Interview with John Ridland
Poet Speaks About Latest Book
John Ridland taught English at UCSB from 1961 to 2005, publishing several books of poetry and translation. He and his wife, Muriel Ridland, wrote And Say What He Is: The Life of a Special Child (MIT Press, 1975), about their son John, who passed away. Their daughter, Jenny, lives in England and son Michael in Southern California. I recently interviewed John Ridland about his latest book, Epitome and Epiphany.
Epitome and Epiphany focuses on a time in your life that was both incredibly painful and yet full of joy — the six years you had with your special-needs son, John. Isn’t it difficult to revisit these events? Yes, it was difficult, but writing from outside of our individual points of view, which was what we had done in the earlier book, made for a further liberation from the sorrows. The joy in the writing sought to equal the “gay intensities of joy” in his life. Throughout both parts of the new book, the intensity of poetry lifted the personal difficulties of the subject matter aside.
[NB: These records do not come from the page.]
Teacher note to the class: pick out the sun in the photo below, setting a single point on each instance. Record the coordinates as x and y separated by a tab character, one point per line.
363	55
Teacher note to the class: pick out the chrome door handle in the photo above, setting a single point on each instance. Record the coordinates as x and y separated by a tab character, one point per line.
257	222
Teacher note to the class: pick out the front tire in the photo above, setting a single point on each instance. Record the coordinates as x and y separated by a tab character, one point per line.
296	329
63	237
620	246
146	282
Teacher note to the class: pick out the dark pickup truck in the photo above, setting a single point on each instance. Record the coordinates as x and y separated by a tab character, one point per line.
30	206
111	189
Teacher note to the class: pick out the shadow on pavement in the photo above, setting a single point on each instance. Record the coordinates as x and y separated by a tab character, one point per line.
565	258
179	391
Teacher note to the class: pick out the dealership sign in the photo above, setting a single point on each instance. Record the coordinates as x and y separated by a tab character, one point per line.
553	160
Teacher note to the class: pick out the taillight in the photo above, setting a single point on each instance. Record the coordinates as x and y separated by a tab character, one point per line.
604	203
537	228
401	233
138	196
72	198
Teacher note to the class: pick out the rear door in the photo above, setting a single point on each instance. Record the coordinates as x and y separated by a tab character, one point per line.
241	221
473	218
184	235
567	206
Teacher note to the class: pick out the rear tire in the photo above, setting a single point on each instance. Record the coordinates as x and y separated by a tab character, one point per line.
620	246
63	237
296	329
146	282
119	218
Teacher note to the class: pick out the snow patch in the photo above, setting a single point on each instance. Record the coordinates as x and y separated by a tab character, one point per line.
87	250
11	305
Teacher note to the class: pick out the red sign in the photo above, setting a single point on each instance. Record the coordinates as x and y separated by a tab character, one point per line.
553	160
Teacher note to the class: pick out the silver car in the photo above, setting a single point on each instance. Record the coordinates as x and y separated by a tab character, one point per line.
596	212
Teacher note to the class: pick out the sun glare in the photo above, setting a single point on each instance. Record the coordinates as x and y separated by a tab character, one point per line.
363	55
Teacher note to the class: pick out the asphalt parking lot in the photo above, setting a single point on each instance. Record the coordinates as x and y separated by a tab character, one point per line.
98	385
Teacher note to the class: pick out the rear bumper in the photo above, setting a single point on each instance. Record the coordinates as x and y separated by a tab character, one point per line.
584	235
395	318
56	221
The “Epitome” section of the book makes use of not only prose memoir but also poetry, your wife Muriel’s journal entries, letters, doctors’ reports, and the recollections of caregivers. How did this multi-genre approach help you to tell Little John’s story more effectively? In And Say What He Is, whichever source made the sharpest, clearest evocation of any given moment was the one to choose. If the original words in those forms you mention were better than a narrative summary of them might be, they stayed. In the “Epitome,” the narrative summary by a third-person, impersonal voice takes over, though still incorporating some of the other voices, which were too good to lose. For example, the young girl helper’s recollections, and the reaction of the scrap-metal dealer father of another helper.